Staff made redundant by a high-profile legal criminal practice are considering seeking legal advice, the Gazette understands. Lawyers and support workers at national firm One Legal – which incorporate Kaim Todner and Gurney, Clark, Ryan – were told earlier this month the business would be placed into administration and they were immediately out of a job. 

No insolvency documents have been publicly filed, but it is understood from those working with creditors at the firm that the business is effectively closed. No-one from One Legal has responded to attempts to contact the firm. 

The Gazette has spoken to two individuals told via email that they were being made redundant immediately.

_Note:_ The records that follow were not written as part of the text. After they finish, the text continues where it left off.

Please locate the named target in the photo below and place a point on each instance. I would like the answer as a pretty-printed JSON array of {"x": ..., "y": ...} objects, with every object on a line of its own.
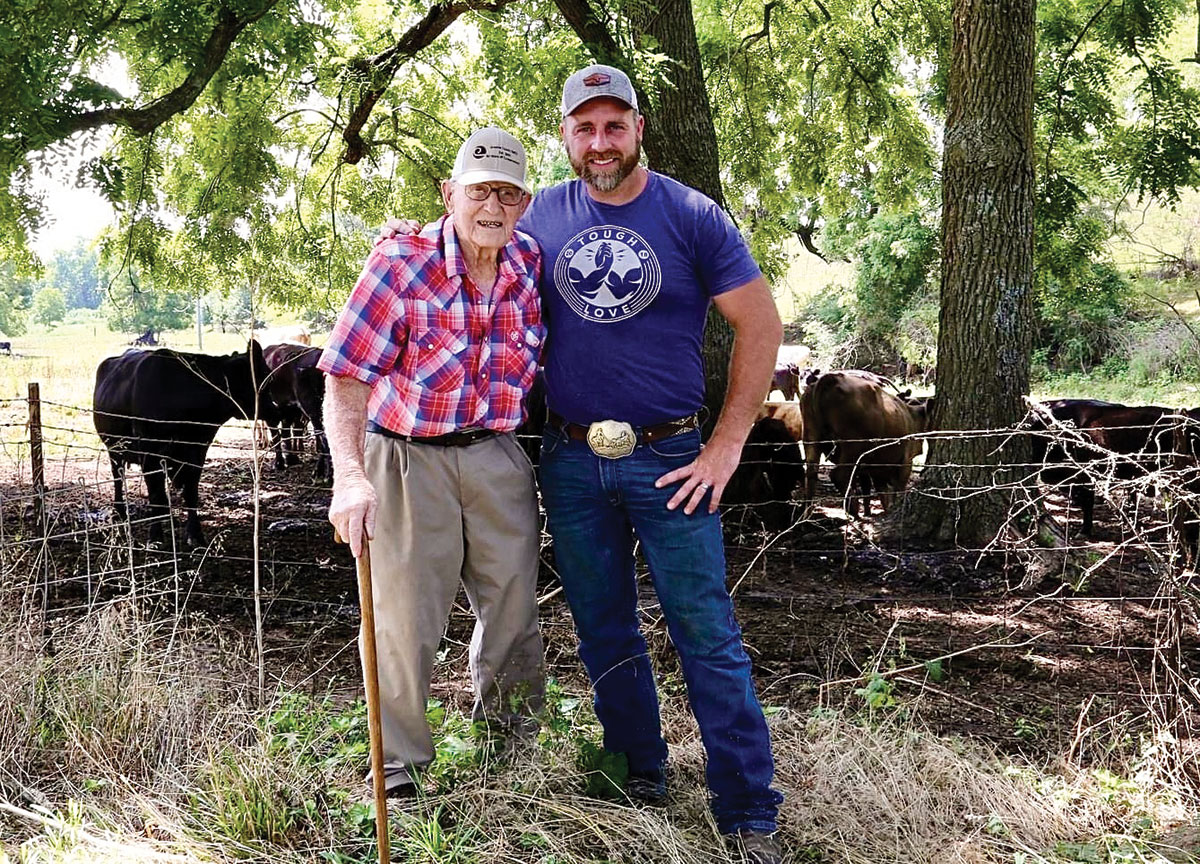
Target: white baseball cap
[
  {"x": 491, "y": 154},
  {"x": 598, "y": 81}
]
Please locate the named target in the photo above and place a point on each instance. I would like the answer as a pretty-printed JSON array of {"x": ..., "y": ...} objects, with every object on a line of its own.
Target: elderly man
[
  {"x": 430, "y": 363},
  {"x": 633, "y": 262}
]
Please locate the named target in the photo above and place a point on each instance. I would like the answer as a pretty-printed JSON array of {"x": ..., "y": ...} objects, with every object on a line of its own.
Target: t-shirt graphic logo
[{"x": 607, "y": 274}]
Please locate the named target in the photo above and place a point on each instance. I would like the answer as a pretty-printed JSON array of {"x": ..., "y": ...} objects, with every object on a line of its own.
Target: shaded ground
[{"x": 1025, "y": 667}]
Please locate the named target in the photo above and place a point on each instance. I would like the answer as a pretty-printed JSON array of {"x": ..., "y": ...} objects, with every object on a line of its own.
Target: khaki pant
[{"x": 449, "y": 515}]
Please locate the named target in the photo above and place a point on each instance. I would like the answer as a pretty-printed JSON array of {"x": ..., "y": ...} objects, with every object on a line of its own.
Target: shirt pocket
[
  {"x": 522, "y": 347},
  {"x": 437, "y": 359}
]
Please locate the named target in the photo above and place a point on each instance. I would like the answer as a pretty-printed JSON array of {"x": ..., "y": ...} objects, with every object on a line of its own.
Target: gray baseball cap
[
  {"x": 491, "y": 155},
  {"x": 597, "y": 81}
]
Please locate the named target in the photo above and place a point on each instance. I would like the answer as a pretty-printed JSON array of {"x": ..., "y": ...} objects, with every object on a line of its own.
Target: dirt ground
[{"x": 1026, "y": 666}]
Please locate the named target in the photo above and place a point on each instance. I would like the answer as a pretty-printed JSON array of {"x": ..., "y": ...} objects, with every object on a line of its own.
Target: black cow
[
  {"x": 1123, "y": 442},
  {"x": 298, "y": 389},
  {"x": 161, "y": 409},
  {"x": 769, "y": 471}
]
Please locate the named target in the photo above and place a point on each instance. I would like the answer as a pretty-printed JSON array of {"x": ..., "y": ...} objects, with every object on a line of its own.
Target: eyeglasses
[{"x": 507, "y": 195}]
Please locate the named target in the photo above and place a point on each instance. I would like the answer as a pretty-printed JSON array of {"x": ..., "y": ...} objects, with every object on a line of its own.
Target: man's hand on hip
[
  {"x": 353, "y": 511},
  {"x": 707, "y": 475}
]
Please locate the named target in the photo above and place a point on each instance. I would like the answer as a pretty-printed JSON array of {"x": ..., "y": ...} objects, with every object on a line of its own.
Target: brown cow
[
  {"x": 870, "y": 435},
  {"x": 789, "y": 414}
]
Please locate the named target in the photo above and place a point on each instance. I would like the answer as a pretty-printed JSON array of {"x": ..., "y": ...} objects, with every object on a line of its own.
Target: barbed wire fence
[{"x": 64, "y": 553}]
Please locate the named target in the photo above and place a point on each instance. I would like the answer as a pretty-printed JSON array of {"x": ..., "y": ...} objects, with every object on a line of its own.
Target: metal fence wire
[{"x": 826, "y": 600}]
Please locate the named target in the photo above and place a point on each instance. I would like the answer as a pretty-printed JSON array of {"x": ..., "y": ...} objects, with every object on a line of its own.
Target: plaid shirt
[{"x": 439, "y": 354}]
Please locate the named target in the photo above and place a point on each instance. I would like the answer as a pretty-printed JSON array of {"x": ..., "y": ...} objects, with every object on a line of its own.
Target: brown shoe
[{"x": 759, "y": 847}]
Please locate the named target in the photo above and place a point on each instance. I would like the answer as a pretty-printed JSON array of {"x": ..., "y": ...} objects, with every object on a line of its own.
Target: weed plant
[{"x": 127, "y": 739}]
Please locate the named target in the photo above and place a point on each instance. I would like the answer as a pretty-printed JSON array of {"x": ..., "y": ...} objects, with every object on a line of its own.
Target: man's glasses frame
[{"x": 505, "y": 195}]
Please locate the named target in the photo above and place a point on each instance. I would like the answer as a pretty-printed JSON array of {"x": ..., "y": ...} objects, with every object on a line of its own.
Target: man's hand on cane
[{"x": 353, "y": 510}]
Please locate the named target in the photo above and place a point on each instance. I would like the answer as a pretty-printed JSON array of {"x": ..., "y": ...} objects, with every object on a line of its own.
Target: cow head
[{"x": 246, "y": 378}]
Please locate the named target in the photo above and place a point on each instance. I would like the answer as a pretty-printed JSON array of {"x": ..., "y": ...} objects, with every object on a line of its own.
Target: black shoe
[
  {"x": 651, "y": 790},
  {"x": 757, "y": 847}
]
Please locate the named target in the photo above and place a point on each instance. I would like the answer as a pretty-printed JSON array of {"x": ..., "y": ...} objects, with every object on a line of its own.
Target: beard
[{"x": 612, "y": 178}]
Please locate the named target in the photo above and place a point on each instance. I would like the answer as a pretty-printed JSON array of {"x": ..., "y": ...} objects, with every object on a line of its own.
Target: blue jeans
[{"x": 594, "y": 507}]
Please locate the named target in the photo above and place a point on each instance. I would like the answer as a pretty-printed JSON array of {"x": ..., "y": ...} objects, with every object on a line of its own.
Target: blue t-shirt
[{"x": 624, "y": 291}]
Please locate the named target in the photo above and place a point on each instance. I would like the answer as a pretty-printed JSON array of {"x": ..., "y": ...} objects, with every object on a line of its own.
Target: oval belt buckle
[{"x": 611, "y": 438}]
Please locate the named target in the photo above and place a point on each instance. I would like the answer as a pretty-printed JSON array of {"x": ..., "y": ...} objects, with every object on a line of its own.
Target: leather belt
[
  {"x": 646, "y": 435},
  {"x": 461, "y": 438}
]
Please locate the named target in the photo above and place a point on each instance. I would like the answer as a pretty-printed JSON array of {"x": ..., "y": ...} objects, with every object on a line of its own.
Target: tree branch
[
  {"x": 804, "y": 234},
  {"x": 150, "y": 117},
  {"x": 766, "y": 25},
  {"x": 379, "y": 70},
  {"x": 591, "y": 29}
]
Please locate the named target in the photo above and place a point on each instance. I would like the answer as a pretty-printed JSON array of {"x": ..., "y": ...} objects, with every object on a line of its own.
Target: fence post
[{"x": 35, "y": 454}]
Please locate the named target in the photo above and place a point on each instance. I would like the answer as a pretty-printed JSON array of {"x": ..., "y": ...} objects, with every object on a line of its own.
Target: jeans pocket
[
  {"x": 551, "y": 439},
  {"x": 681, "y": 447}
]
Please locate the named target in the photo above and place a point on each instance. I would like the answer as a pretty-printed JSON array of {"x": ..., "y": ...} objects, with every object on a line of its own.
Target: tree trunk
[
  {"x": 985, "y": 322},
  {"x": 681, "y": 142}
]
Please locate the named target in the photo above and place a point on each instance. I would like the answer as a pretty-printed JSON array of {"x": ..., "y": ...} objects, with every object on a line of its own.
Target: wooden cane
[{"x": 371, "y": 683}]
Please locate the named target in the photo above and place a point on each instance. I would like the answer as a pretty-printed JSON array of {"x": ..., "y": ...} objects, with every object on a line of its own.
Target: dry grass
[{"x": 138, "y": 742}]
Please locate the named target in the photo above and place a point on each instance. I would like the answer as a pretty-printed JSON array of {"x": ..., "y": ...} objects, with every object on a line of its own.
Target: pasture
[{"x": 999, "y": 705}]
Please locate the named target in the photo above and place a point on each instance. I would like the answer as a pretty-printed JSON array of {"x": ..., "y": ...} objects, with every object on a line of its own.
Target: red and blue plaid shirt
[{"x": 439, "y": 354}]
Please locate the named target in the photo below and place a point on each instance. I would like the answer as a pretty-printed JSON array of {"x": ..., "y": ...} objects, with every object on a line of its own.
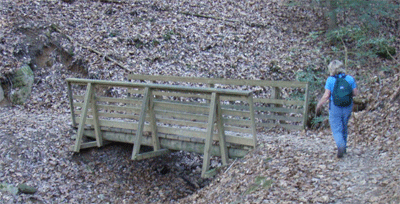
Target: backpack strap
[{"x": 340, "y": 75}]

It is understood that staff at One Legal and GCR were paid before the decision to close, but around 38 Kaim Todner workers were not paid. They are considering legal action over the missed pay as well as what they claim was a lack of consultation that all employees were being made redundant. 

One Legal, co-founded by former Stobart Barristers director Trevor Howarth, acquired Kaim Todner in 2016 to become one of the biggest criminal practices in the country. Kaim Todner and its former managing director Karen Todner came to national prominence when Todner represented ‘Pentagon hacker’ Gary McKinnon. 

Trevor Howarth

Trevor Howarth

Earlier this year, Howarth issued proceedings in the High Court against Todner and four other parties over what was disclosed during the sale process. The claim seeks damages for breach of warranty and/or an indemnity contained within a share sale agreement; declaratory relief; an injunction; and damages for breaches of covenants.

In March, One Legal entered into a company voluntary arrangement to negotiate repayment of debts coming to around £3.8m. Under the arrangement, the company was to make no fewer than 60 monthly voluntary contributions of at least £240,000. Should any contribution fall 30 days into arrears or fall below the amount specified in the arrangement, and remain so after 30 days, the supervisor could petition for the compulsory winding up of the company. 

Howarth became legal director of Stobart Group in 2008 and established a panel of barristers for the haulage company’s legal needs. He once controversially described traditional legal aid firms as ‘wounded animals waiting to die’ and pledged that One Legal would tender for legal aid contracts.

According to Companies House, Howarth has had a total of 53 director appointments to different companies. His latest venture is management consultancy business Brantwood Support Services Ltd, which was incorporated last month and of which Howarth is the sole director.